One of the men whom investigators have in custody was the subject of an August investigation by FBI agents. Two weeks before the terrorist attacks in New York City and Washington, agents were at a flight school in Oklahoma asking questions about a man now suspected of having a link to those attacks.

The agents, sources said, were interested in Zacarias Moussaoui, who was arrested August 17 in Minnesota on an alleged passport violation. Moussaoui was in custody at the time of last week's attacks -- being held as a material witness -- but authorities are investigating whether he and others were part of a broader plot to hijack and crash even more jets

In Oklahoma, Moussaoui had apparently raised suspicions because he sought training in flying commercial jets despite lacking experience.

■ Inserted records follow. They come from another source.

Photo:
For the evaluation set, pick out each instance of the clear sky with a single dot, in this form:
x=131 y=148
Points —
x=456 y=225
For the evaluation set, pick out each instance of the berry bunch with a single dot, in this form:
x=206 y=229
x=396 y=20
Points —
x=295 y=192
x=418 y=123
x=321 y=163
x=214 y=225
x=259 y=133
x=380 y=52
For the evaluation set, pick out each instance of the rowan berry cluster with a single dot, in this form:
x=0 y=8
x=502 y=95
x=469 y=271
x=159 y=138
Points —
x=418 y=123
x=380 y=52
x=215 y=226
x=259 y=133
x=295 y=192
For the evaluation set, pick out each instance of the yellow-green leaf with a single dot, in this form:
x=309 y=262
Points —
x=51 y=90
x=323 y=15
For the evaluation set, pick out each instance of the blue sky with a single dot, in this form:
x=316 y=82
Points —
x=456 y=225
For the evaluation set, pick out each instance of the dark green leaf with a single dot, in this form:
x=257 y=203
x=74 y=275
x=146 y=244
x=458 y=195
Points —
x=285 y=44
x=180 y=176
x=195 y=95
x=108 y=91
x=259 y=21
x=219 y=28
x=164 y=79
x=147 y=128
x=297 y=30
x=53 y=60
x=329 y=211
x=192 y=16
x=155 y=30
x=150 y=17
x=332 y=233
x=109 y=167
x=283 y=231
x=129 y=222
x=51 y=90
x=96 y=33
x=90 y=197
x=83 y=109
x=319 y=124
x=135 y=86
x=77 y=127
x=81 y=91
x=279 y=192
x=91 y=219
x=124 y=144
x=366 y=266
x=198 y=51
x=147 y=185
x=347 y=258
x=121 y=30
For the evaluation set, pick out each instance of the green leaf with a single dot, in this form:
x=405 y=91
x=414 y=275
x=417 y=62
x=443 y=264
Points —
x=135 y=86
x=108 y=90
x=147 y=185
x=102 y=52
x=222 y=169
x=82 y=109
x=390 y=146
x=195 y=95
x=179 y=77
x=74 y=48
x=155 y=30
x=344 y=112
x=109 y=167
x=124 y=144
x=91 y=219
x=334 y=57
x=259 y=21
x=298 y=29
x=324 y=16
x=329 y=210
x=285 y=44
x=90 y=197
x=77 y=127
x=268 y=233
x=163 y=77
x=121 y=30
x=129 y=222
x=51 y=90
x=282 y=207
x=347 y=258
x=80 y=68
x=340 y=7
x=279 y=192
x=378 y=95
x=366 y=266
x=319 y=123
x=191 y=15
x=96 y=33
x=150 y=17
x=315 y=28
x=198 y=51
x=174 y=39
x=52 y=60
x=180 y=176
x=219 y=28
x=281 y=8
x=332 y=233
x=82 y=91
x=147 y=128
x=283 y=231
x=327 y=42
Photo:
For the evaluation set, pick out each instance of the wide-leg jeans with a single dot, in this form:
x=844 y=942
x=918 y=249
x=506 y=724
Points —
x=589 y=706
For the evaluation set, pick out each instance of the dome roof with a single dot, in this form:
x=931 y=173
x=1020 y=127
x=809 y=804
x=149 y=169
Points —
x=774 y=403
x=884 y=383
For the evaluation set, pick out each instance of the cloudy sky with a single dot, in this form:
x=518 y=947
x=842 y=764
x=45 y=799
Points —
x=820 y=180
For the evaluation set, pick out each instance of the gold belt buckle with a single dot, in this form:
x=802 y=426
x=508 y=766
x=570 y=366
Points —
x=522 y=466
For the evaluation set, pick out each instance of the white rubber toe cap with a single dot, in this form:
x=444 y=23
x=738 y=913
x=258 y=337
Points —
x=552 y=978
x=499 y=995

The possibility that pilots were being trained for terrorist plots was revealed earlier this year during testimony at the trial of four men charged with the 1998 bombings of American embassies in Africa. U.S. prosecutors believe Osama bin Laden -- described as the "prime suspect" in the hijackings -- was behind that plot as well. He, in fact, was indicted for the 1998 bombings.

U.S. investigators also believe that two of the dead World Trade Center hijackers had toured the Oklahoma facility, seeking flight training. Those two hijackers later enrolled in a Florida aviation school.

In other developments:

-- The FBI was warned six years ago of a terrorist plot to hijack commercial planes and slam them into the Pentagon, the CIA headquarters and other buildings, Philippine investigators told CNN.

-- Attorney General Ashcroft said officials are looking into the possibility that last week's hijacking conspirators may have planned to take over more than the four commercial jets than they did.

-- Ashcroft also announced that illegal immigrants in the custody of the Immigration and Naturalization Service may now be held for longer periods of time before charges are brought, to give investigators more time to question them.